Sand covers so much of the earth’s surface that shipping it across borders—even uncontested ones—seems extreme. But sand isn’t just sand, it turns out. In the industrial world, it’s “aggregate,” a category that includes gravel, crushed stone, and various recycled materials. Natural aggregate is the world’s second most heavily exploited natural resource, after water, and for many uses the right kind is scarce or inaccessible. In 2014, the United Nations Environment Programme published a report titled “Sand, Rarer Than One Thinks,” which concluded that the mining of sand and gravel “greatly exceeds natural renewal rates” and that “the amount being mined is increasing exponentially, mainly as a result of rapid economic growth in Asia.”
Pascal Peduzzi, a Swiss scientist and the director of one of the U.N.’s environmental groups, told the BBC last May that China’s swift development had consumed more sand in the previous four years than the United States used in the past century. In India, commercially useful sand is now so scarce that markets for it are dominated by “sand mafias”—criminal enterprises that sell material taken illegally from rivers and other sources, sometimes killing to safeguard their deposits. In the United States, the fastest-growing uses include the fortification of shorelines eroded by rising sea levels and more and more powerful ocean storms—efforts that, like many attempts to address environmental challenges, create environmental challenges of their own.
Geologists define sand not by composition but by size, as grains between 0.0625 and two millimetres across. Just below sand on the size scale is silt; just above it is gravel. Most sand consists chiefly of quartz, the commonest form of silica, but there are other kinds. Sand on ocean beaches usually includes a high proportion of shell pieces and, increasingly, bits of decomposing plastic trash; Hawaii’s famous black sand is weathered fragments of volcanic glass; the sand in the dunes at White Sands National Monument, in New Mexico, is mainly gypsum. Sand is almost always formed through the gradual disintegration of bigger rocks, by the action of ice, water, wind, and time, but, as the geologist Michael Welland writes, in his book “Sand: The Never-Ending Story,” many of those bigger rocks were themselves formed from accumulations of the eroded bits of other rocks, and “perhaps half of all sand grains have been through six cycles in the mill, liberated, buried, exposed, and liberated again.”
Sand is also classified by shape, in configurations that range from oblong and sharply angular to nearly spherical and smooth. Desert sand is almost always highly rounded, because strong winds knock the grains together so forcefully that protrusions and sharp edges break off. River sand is more angular. William H. Langer, a research geologist who retired from the U.S. Geological Survey a few years ago and now works as a private consultant, told me, “In a stream, there’s a tiny film of water around each grain, so when the grains bang together there’s enough energy to break them apart but not enough to let them rub against each other.” The shape of sand deposited by glaciers and ice sheets depends partly on how far the sand was moved and what it was moved over. Most of the sand in the Hutcheson quarry is “sub-angular”: the grains have fractured faces, but the sharp edges have been partly abraded away. Sand that’s very slightly more smooth-edged is “sub-rounded.”
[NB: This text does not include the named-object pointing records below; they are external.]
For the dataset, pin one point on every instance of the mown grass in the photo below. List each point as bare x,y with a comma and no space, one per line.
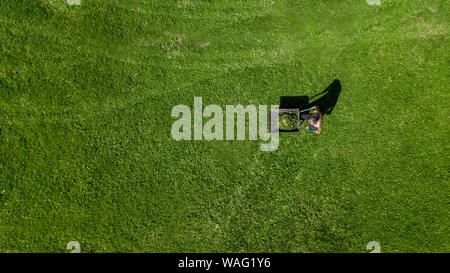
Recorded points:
86,152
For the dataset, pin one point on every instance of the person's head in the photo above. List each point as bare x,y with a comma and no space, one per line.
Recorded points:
314,121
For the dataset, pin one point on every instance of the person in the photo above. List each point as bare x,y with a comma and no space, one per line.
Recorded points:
314,120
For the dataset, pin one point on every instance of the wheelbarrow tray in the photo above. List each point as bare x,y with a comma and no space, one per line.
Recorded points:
274,117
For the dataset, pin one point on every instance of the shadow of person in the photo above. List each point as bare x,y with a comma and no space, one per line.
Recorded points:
329,98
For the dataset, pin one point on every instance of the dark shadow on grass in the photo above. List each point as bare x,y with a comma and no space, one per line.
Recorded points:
327,99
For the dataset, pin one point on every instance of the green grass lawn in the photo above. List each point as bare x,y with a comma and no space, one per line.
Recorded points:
86,152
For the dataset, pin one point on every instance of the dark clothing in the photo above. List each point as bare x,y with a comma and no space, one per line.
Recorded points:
311,118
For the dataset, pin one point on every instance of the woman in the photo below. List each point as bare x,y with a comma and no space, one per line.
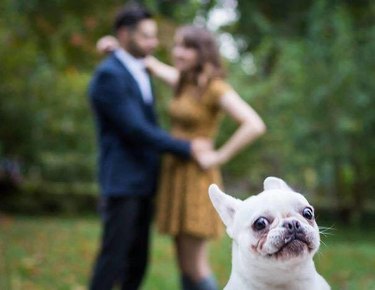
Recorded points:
184,210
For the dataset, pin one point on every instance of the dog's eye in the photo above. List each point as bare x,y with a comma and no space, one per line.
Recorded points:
308,213
260,224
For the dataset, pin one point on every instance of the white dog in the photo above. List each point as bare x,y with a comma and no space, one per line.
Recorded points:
275,237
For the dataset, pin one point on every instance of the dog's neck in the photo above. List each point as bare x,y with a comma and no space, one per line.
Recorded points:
251,275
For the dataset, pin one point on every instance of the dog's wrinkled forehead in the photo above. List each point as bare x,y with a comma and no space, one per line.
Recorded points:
278,202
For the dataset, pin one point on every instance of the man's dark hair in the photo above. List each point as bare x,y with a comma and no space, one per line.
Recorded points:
130,16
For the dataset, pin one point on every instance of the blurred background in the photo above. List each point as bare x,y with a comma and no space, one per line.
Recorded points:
307,67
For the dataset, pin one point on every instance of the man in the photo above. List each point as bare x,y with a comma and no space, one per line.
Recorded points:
130,147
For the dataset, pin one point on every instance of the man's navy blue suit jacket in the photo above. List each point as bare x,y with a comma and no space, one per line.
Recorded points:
130,141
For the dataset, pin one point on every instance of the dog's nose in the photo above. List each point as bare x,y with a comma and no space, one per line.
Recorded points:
293,226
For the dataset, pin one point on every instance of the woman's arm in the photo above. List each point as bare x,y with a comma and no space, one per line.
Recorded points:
250,128
165,72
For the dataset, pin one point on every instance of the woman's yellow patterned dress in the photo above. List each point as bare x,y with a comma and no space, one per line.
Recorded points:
183,204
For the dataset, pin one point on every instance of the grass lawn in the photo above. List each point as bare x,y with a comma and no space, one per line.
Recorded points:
57,253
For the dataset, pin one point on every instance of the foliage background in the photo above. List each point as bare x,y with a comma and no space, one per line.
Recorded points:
307,67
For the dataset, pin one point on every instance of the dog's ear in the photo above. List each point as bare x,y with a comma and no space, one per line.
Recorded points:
225,205
275,183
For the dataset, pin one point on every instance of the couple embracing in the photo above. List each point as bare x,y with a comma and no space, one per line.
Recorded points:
131,145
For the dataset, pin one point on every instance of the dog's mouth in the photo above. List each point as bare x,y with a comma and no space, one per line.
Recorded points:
293,246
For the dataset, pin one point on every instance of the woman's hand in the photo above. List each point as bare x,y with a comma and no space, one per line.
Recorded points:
107,44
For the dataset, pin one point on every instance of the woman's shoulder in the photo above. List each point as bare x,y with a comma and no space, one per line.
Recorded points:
218,87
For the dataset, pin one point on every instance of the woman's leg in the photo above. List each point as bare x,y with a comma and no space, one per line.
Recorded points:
192,256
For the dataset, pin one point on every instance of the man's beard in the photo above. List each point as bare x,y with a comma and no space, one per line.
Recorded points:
136,51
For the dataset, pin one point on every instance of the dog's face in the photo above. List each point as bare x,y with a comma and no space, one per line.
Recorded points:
276,225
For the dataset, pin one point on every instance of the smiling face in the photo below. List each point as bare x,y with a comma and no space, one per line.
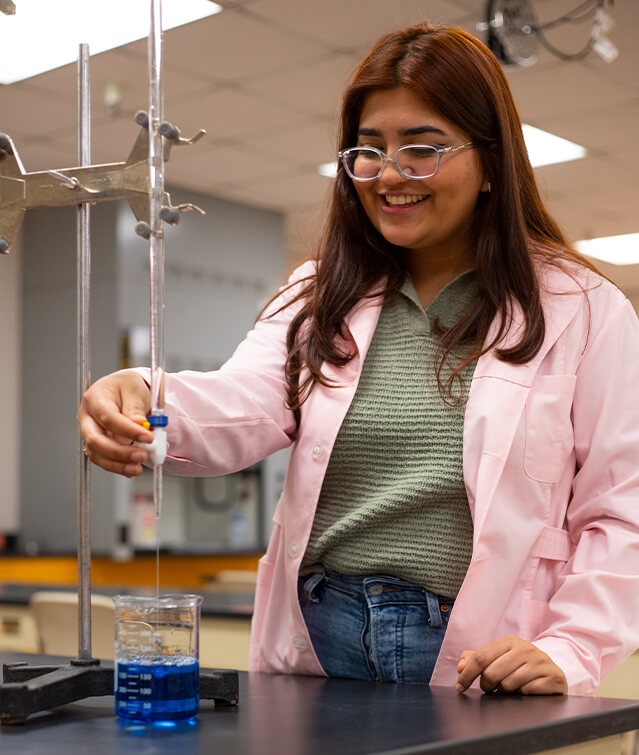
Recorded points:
429,217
Aggregate is the main constituent of concrete (eighty per cent) and asphalt (ninety-four per cent), and it’s also the primary base material that concrete and asphalt are placed on during the building of roads, buildings, parking lots, runways, and many other structures. A report published in 2004 by the American Geological Institute said that a typical American house requires more than a hundred tons of sand, gravel, and crushed stone for the foundation, basement, garage, and driveway, and more than two hundred tons if you include its share of the street that runs in front of it. A mile-long section of a single lane of an American interstate highway requires thirty-eight thousand tons. The most dramatic global increase in aggregate consumption is occurring in parts of the world where people who build roads are trying to keep pace with people who buy cars. Chinese officials have said that by 2030 they hope to have completed a hundred and sixty-five thousand miles of roads—a national network nearly three and a half times as long as the American interstate system.
One engineer I spoke to told me that transporting sand and stone for ordinary construction becomes uneconomical after about sixty miles, and that builders usually make do with whatever is available within that radius, even if it means settling for materials that aren’t ideal. In some places, though, there are no usable alternatives. Florida lies on top of a vast limestone formation, but most of the stone is too soft to be used in construction. “The whole Gulf Coast is starved for aggregate,” William Langer, the research geologist, told me. “So they import limestone from Mexico, from a quarry in the Yucatán, and haul it by freighter across the Caribbean.” Even that stone is wrong for some uses. “You can build most of a road with limestone from Mexico,” he continued, “but it doesn’t have much skid resistance. So to get that they have to use granitic rock, which they ship down the East Coast from quarries in Nova Scotia or haul by train from places like inland Georgia.” When Denver International Airport was being built, in the nineteen-nineties, local quarries were unable to supply crushed stone as rapidly as it was needed, so vast quantities were brought from a quarry in Wyoming whose principal product was stone ballast for railroad tracks. The crushed stone was delivered by a freight train that ran in a continuous loop between the quarry and the work site.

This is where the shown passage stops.